The concept of “roughing it” is subjective. Our accommodations were beautifully constructed, using local trees. The roofs are made from palms with huge thick leaves.
You can see the solar panels. Due to the limited electricity they produced, the power was shut off to the cabins during the day. They would be turned on (a single light bulb) in the huts from 6 PM till about 9 PM, when they would be shut off (usually without warning.) We used flashlights — and flashlight apps on our phones — to move around the cabin or go to the bathroom during the night.

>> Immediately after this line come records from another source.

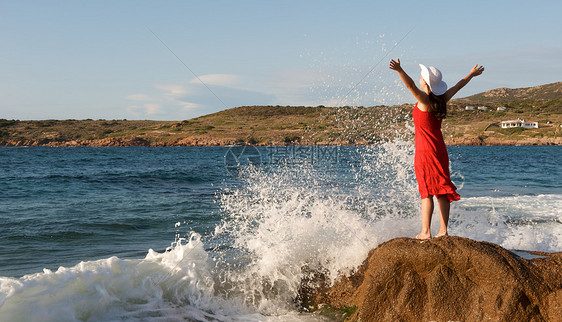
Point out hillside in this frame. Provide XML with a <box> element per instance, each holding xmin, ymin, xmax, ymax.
<box><xmin>0</xmin><ymin>82</ymin><xmax>561</xmax><ymax>146</ymax></box>
<box><xmin>452</xmin><ymin>81</ymin><xmax>562</xmax><ymax>104</ymax></box>
<box><xmin>0</xmin><ymin>105</ymin><xmax>412</xmax><ymax>146</ymax></box>
<box><xmin>445</xmin><ymin>82</ymin><xmax>562</xmax><ymax>145</ymax></box>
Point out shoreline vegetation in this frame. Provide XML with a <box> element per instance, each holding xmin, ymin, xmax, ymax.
<box><xmin>1</xmin><ymin>82</ymin><xmax>560</xmax><ymax>147</ymax></box>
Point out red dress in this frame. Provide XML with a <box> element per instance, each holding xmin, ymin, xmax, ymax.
<box><xmin>413</xmin><ymin>103</ymin><xmax>460</xmax><ymax>202</ymax></box>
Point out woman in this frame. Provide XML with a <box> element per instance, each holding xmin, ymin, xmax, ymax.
<box><xmin>389</xmin><ymin>58</ymin><xmax>484</xmax><ymax>239</ymax></box>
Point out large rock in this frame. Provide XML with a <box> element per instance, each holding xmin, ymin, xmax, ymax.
<box><xmin>301</xmin><ymin>236</ymin><xmax>562</xmax><ymax>321</ymax></box>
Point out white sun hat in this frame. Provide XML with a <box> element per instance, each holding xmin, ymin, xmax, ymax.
<box><xmin>419</xmin><ymin>64</ymin><xmax>448</xmax><ymax>96</ymax></box>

Large mosquito netting covered the tops and sides of our beds. You can see it in the above photo. It was a challenge to sleep in such heat without a fan or air conditioning. The huts are “open air” things where you can look out at the jungle. Several times during the night bats would fly through the cabin — I could hear the distinctive fut fut fut of their wings.
That white rectangle at the top of the (poor) photo is the opening to the forest. This “room” is the toilet. I wasn’t able to adjust to the lack of privacy. A single board, like a piece of plywood, divided you from the others.
Because the plumbing in the jungle is minimal, the used toilet paper couldn’t be flushed and had to be placed into a bin beside the toilet. I had heard this was the norm in certain areas of the world, but this was my first time to experience it. It’s hard to shake off the feeling: this is wrong.
Also: this is icky.
It rained several times while we were there, a common occurrence this time of year.
But when the weather wouldn’t cooperate, we simply donned our ponchos and hit the river. Unfortunately, the rain made my hairdo impossible to manage.
Sunset on the Amazon. This photo was taken our first night, when we boated to the middle of a nearby lake for a swim.